Stilstand

If your memory serves you well ...

Unbedeutende Füllwörter?

Jaja – es ist ja richtig: Ein Satz sollte kurz und schlicht sein und keinen unnötigen Wörterballast enthalten. Trotzdem machen Füllwörter Sinn, vor allem dann, wenn es darum geht, den Eindruck von Glaubwürdigkeit und exakter Lippenleserei zu erzeugen.

„Uns geht’s ja noch gold“, lautet die stehende Redensart von Kempowskis Mutter in den Tadellöser-Romanen. Ein unerbittlicher Sprach-Guillotin wie Wolf Schneider hätte diesem Satz sofort die ‚überflüssigen’ Beiwörter ‚ja’ und ‚noch’ amputiert, das sei Schnickschnack, Gemüse, Ornament, Sättigungsbeilage, schlicht überflüssiger Ballast: „Uns geht’s gold“, sei zum Sinntransport völlig ausreichend. Recht hat er ja – aber ist das auch so? In meinen Ohren ist diese sprachchirurgische Rigidität wiederum Bullshit, in Schneiders Prokrustes-Bett gehen dem Satz wesentliche Bedeutungselemente verloren.

Das ‚ja’ transportiert ein ‚trotz alledem’, einen Hauch von unverwüstlichem Optimismus, das Glas ist immer halb voll – und nicht halb leer. Während das ‚noch’ zugleich das Gegenteil an die Wand malt: Morgen kann es schon ganz anders kommen, das weiß dieses ‚noch’ bereits. Es führt uns einen tiefen grundlegenden Pessimismus aus blanker Lebenserfahrung heraus vor Augen. Kurzum: Die ganze ‚Volksweisheit’ kommt erst im unverstümmelten Satz zum Ausdruck.

Auch das Wortwörtliche, das Glaubwürdige, Abgelauschte oder ‚Authentische’, um ein Modewort zu verwenden, das ist nur in den Redewendungen mit füllwörterischem Schnickschnack enthalten: „Was hat er sich da man bloß bei gedacht?“ – das ist unüberhörbar norddeutsch, direkt vom Tresen gepflückt. „Was hat er sich dabei gedacht?“ – das ist dagegen bloß langweiliges Schriftdeutsch.

Mit Hilfe richtig eingesetzter Füllwörter transportieren wir also Atmosphäre, Sozialsphäre und Ortskunde in den Text hinein.
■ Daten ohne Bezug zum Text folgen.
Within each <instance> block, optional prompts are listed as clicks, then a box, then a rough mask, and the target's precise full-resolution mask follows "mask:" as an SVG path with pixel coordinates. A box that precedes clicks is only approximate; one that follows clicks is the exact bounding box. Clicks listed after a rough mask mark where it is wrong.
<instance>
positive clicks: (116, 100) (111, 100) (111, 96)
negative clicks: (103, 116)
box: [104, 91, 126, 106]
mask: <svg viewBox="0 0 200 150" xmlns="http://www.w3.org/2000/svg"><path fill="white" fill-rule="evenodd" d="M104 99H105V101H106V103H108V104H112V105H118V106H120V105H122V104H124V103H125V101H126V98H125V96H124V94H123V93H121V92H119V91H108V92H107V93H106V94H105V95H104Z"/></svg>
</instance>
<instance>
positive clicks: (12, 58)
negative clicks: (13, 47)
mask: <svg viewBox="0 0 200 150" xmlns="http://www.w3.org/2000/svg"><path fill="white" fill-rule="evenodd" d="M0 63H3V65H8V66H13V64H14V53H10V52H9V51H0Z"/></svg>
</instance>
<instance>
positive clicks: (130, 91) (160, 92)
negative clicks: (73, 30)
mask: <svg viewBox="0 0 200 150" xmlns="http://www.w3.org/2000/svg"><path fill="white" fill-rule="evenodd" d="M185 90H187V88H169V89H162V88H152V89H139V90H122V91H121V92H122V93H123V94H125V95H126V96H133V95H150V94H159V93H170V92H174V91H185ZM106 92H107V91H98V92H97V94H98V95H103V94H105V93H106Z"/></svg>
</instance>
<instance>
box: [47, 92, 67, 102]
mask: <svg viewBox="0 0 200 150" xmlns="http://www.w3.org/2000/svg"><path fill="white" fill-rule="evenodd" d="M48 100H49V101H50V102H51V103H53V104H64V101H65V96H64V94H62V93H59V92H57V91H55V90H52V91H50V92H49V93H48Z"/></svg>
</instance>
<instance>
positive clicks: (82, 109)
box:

Dazu aber brauchen wir ‚bloß’ ein gutes Ohr für den mündlichen Redegebrauch rings um uns herum.

Darauf wollte ich euch ja man bloß mal hinweisen …

4 Kommentare

  1. Wolfgang Hömig-Groß

    25. November 2008 at 11:14

    Meiner Erinnerung nach tust du da dem Schneider unrecht – auch er betont die Notwendigkeit „überflüssiger“ Wörter in der Prosa, verleihen sie doch der Sprache erst ihr Bouquet. Seine Rigidität bezieht sich allein auf Überschriften und Presseartikel. Und in denen vernebeln allzu blumige Füllwörter häufig den Inhalt. Dies ist etwa im „Spiegel“ sehr unschön zu beobachten. „Füllwörter“ stärken den ideogrammatischen Charakter eines Textes – und das hat in einem Zeitungsartikel nun wahrlich nix zu suchen, noch nicht mal im Feuilleton. Denn auch das schreiben über Kultur und Sprache sollte möglichst genau sein …

  2. Im Allgemeinen vielleicht richtig, ich kenne nur die Schneider’schen Werke, nicht seinen Unterricht – gerade dieses ‚Uns geht’s ja noch gold‘ aber ist doch eine echte ‚Headline‘, diejenige des zweiten Tadellöser-Romans nämlich. Und sie funktionierte aus verlegerischer Sicht ganz hervorragend.

  3. Ist es nicht etwas perfide, Wolf Schneider etwas vorzuwerfen das er nicht getan hat, um ihn dann zu „widerlegen“?

  4. Naja, ich sauge mir hier ja nichts aus den Fingern, oder aber, andere haben den Meister genauso missverstanden: „KAFKA ist eine vereinfachte, einprägsame Stilhilfe, die den Anregungen bekannter Stilisten wie Ludwig Reiners oder Wolf Schneider folgt.„.